Unfortunately, there is at least one other parallel between the church today and the church in the late nineteenth century: Many Christians seem completely unaware—if not unwilling to see—that serious dangers threaten the church from within. Yet if church history teaches us anything, it teaches us that the most devastating assaults on the faith have always begun as subtle errors arising from inside the body itself.
Living in an unstable age, the church cannot afford to be vacillating. We minister to people desperate for answers, and we cannot soft-pedal the truth or extenuate the gospel. If we make friends with the world, we set ourselves at enmity with God. If we trust worldly devices, we automatically relinquish the power of the Holy Spirit.
These truths are repeatedly affirmed in Scripture: “Do you not know that friendship with the world is hostility toward God? Therefore whoever wishes to be a friend of the world makes himself an enemy of God” (James. 4:4). “Do not love the world, nor the things in the world. If anyone loves the world, the love of the Father is not in him” (1 John 2:15).
“The king is not saved by a mighty army; a warrior is not delivered by great strength. A horse is a false hope for victory; nor does it deliver anyone by its great strength” (Psalm 33:16–17). “Woe to those who go down to Egypt for help and rely on horses, and trust in chariots because they are many and in horsemen because they are very strong, but they do not look to the Holy One of Israel, nor seek the Lord!” (Isaiah 31:1). “‘Not by might nor by power, but by My Spirit,’ says the Lord of hosts” (Zechariah 4:6).

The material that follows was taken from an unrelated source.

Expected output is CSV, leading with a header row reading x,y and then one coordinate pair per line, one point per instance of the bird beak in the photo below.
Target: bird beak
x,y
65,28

The whole point about Israel’s being a light to the world (Isaiah 42:6; 49:6) is that they were supposed to be different. They were explicitly forbidden to imitate the Gentiles’ manner of dress, grooming, foods, religion, and other aspects of the culture. God told them, “You shall not do what is done in the land of Egypt where you lived, nor are you to do what is done in the land of Canaan where I am bringing you; you shall not walk in their statutes” (Leviticus 18:3). And as Martyn Lloyd-Jones pointed out, “Our Lord attracted sinners because He was different. They drew near to Him because they felt that there was something different about Him. . . . And the world always expects us to be different. This idea that you are going to win people to the Christian faith by showing them that after all you are remarkably like them, is theologically and psychologically a profound blunder”[2]Martyn Lloyd-Jones, Preaching and Preachers, (Grand Rapids, MI.: Zondervan, 1971), 140.
It is precisely by compromising its distinctness that the church loses the power of its testimony. The Lord has promised to work through the proclamation of His Word by His holy people, and if that is sacrificed on the altar of friendship with the world, then the church might be filled with bodies, but only as a spiritual graveyard.
Pragmatism may appear to bear much fruit, but that is only an illusion. It is a suicidal endeavor that uses the devil’s tools to do God’s work. Its effectiveness is limited to the superficial realm, and its effects ravage the spiritual health of the church.
The pragmatic approach is, and always has been, a serious threat to the church. It is now so ubiquitous that much of the church’s modus operandi can be identified as pragmatic. It is baked into the church’s subconscious. This fact increases the need to fight, and weed out, the influence of the world—not utilize it for the sake of so-called ministry.
If we are to be vessels “for honor, sanctified, useful to the Master, prepared for every good work” (2 Timothy 2:21), then we must cleanse ourselves from these things and follow the Lord’s pattern for His church. We’ll consider how worldliness endangers that very task next time.
(Adapted from Ashamed of the Gospel.)